Cross will appear at a 9 am news conference tomorrow, Friday, January 10 at UW-Milwaukee. Livestream video will be available here.


Governor to Deliver State of the State January 22

Governor Scott Walker will deliver his fourth State of the State address at 7 pm on Wednesday, January 22. Walker, who is running for re-election in November, will likely outline his legislative priorities for the remainder of his term and may offer hints about his campaign against Democrat Mary Burke.

PROFS will post links to live video and audio streams of the speech when they become available.


Correction: UW System President Community Forums Today, Monday, January 6

The University of Wisconsin System will host public videoconferences with three finalists for UW System president today, Monday, January 6:

  • Robert L. King, 11:30 am – 12:30 pm
  • Raymond W. Cross, 2:30 – 3:30 pm
  • Peter H. Garland, 3:45 – 4:45 pm

Faculty, staff, students, and members of the public may watch and participate in the open forums at locations on each UW System campus.
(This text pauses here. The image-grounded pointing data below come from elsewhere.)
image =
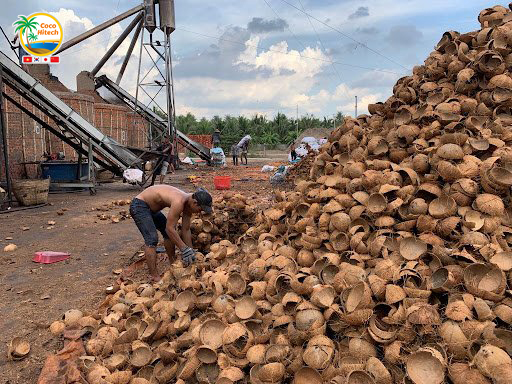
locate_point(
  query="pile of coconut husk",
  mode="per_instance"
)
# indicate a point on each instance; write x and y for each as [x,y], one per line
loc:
[301,169]
[391,263]
[232,216]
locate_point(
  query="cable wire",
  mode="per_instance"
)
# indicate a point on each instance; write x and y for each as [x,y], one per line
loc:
[320,40]
[287,53]
[347,36]
[293,34]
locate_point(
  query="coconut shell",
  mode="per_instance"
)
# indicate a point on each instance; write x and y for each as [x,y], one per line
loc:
[423,367]
[18,348]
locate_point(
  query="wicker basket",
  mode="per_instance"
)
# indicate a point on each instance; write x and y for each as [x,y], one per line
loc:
[31,192]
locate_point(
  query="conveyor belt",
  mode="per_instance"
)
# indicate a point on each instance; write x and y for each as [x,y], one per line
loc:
[154,119]
[71,127]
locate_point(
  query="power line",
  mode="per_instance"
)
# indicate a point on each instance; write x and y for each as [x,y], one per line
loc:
[218,38]
[347,36]
[320,40]
[287,53]
[295,36]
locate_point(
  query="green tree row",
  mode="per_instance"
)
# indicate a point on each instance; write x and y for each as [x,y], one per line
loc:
[270,132]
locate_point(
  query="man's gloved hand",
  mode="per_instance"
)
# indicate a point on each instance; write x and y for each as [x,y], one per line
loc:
[188,255]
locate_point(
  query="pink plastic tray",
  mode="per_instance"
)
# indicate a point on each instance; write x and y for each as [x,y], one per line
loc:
[48,257]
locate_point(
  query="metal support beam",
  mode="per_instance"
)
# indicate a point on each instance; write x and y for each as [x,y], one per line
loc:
[99,28]
[3,133]
[129,52]
[116,44]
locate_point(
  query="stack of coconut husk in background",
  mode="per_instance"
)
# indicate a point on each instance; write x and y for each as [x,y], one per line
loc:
[391,263]
[232,216]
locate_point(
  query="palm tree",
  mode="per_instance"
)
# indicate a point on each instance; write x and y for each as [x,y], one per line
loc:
[33,37]
[26,25]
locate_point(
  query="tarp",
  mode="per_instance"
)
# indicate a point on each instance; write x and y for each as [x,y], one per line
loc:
[133,176]
[245,139]
[218,155]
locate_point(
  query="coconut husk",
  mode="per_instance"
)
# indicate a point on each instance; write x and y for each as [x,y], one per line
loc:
[18,348]
[424,367]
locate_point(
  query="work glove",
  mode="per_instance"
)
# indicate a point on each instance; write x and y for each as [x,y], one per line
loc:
[188,255]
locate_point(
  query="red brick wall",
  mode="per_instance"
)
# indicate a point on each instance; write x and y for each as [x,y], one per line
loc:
[27,141]
[138,130]
[112,121]
[205,140]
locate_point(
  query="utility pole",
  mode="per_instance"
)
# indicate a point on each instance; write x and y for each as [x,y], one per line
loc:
[297,120]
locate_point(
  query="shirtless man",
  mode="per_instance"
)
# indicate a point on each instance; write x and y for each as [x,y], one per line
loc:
[146,210]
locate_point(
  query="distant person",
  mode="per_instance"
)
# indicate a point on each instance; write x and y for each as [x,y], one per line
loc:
[159,165]
[293,152]
[216,138]
[168,160]
[234,153]
[243,152]
[174,159]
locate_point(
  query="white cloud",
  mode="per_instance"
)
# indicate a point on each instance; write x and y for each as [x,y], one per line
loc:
[307,63]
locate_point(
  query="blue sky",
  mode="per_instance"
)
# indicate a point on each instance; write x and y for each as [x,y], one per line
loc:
[265,56]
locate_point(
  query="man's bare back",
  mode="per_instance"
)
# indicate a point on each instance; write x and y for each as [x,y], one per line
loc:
[159,197]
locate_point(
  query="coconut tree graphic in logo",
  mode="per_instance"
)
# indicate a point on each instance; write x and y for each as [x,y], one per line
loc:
[27,26]
[33,37]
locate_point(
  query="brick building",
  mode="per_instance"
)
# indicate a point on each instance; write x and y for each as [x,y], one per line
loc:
[27,141]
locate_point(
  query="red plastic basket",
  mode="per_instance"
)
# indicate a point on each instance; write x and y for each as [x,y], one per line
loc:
[48,257]
[222,182]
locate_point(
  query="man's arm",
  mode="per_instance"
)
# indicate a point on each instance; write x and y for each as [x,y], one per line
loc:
[172,220]
[185,229]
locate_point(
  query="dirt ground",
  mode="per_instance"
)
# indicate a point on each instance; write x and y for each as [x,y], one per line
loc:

UW-Madison is hosting two sites: Room 4500, Wisconsin Institutes for Discovery, 330 North Orchard Street, and Room L138, Education building, 1000 Campus Mall. UW-Extension is hosting a site in Room 523, UW-Extension building, 432 North Lake Street.

The finalists will also be interviewed by the Regent selection committee, chaired by Regent president Michael Falbo and comprised of Regents John Behling, Margaret Farrow, Tracy Hribar, Edmund Manydeeds, and Gerald Whitburn. The new president will be named on Thursday, January 9.